Rumor soal MacBook Pro layar sentuh kembali jadi bahan pembicaraan, tetapi kabar terbarunya justru kurang menyenangkan untuk para penggemar Apple. Proyek yang lama dinantikan itu disebut berpotensi mengalami penundaan, dengan salah satu penyebab utamanya adalah gangguan pasokan RAM global yang masih belum pulih.
Menurut informasi terbaru yang beredar, Apple sebelumnya diperkirakan akan merilis MacBook Pro dengan layar sentuh pada akhir 2026 atau awal 2027. Namun laporan terbaru menyebut jadwal itu bisa bergeser lagi. Jika skenario terbaik pun berlaku, model tersebut kemungkinan baru hadir pada awal 2027.
Jurnalis Bloomberg, Mark Gurman, disebut mengonfirmasi bahwa kelangkaan chip memori menjadi salah satu faktor utama yang menghambat. Selain itu, Apple juga dikabarkan tengah menyiapkan transisi ke prosesor M6, sehingga jadwal pengembangan perangkat baru ikut menyesuaikan. Kombinasi dua faktor ini membuat proyek MacBook Pro sentuh belum bisa melaju secepat yang diharapkan.
Masalah pasokan tidak hanya berdampak pada lini MacBook Pro. Produk lain di keluarga Mac, yakni Mac Studio generasi baru, juga ikut terkena imbas. Versi penerus model M4 Max dan M3 Ultra yang semula diperkirakan hadir pertengahan tahun, kini disebut berpotensi meluncur sekitar Oktober jika situasi pasokan tidak makin rumit.

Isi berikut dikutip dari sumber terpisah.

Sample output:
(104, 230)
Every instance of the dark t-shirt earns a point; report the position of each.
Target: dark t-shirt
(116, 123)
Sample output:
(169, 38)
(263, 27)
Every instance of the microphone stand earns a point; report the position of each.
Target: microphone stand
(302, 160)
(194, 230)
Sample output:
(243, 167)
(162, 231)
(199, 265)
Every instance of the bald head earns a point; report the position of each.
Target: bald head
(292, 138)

Kelangkaan RAM global menjadi pengingat bahwa bahkan perusahaan sebesar Apple tetap tidak sepenuhnya kebal terhadap gangguan rantai pasok. Walaupun punya daya beli raksasa dan pengaruh besar di industri, Apple tetap bergantung pada stabilitas pasar komponen. Di dunia teknologi, kadang bukan ide atau uang yang jadi masalah utama, tapi satu komponen kecil yang mendadak langka seperti barang rebutan diskon.

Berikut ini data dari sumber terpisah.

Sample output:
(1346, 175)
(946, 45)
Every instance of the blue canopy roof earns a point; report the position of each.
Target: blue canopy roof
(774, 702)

Bagi para pengguna yang sudah lama menunggu laptop profesional Apple dengan kemampuan sentuh, kabar ini tentu memperpanjang masa penantian. Apalagi proyek semacam ini sebelumnya sudah sering dibahas sebagai salah satu langkah besar Apple untuk mengubah pengalaman penggunaan Mac di masa depan. Penundaan berarti ekspektasi publik harus kembali disetel ulang.
Sampai saat ini, Apple belum memberikan konfirmasi resmi mengenai tanggal peluncuran. Itu artinya seluruh informasi yang beredar masih berada di ranah rumor dan analisis rantai pasok. Namun jika mengacu pada reputasi Gurman dan pola peluncuran Apple selama ini, kemungkinan penundaan tetap patut diperhitungkan secara serius.
Pada akhirnya, antusiasme terhadap MacBook Pro layar sentuh masih tinggi karena produk ini dianggap bisa membuka babak baru bagi lini Mac. Namun dengan pasokan RAM yang masih rapuh dan agenda transisi chip yang sedang berjalan, Apple tampaknya memilih lebih berhati-hati daripada terburu-buru. Bagi penggemar, satu-satunya pilihan sekarang mungkin sederhana: bersabar lebih lama, sambil terus berharap penundaan ini tidak berubah jadi serial drama teknologi tanpa episode akhir.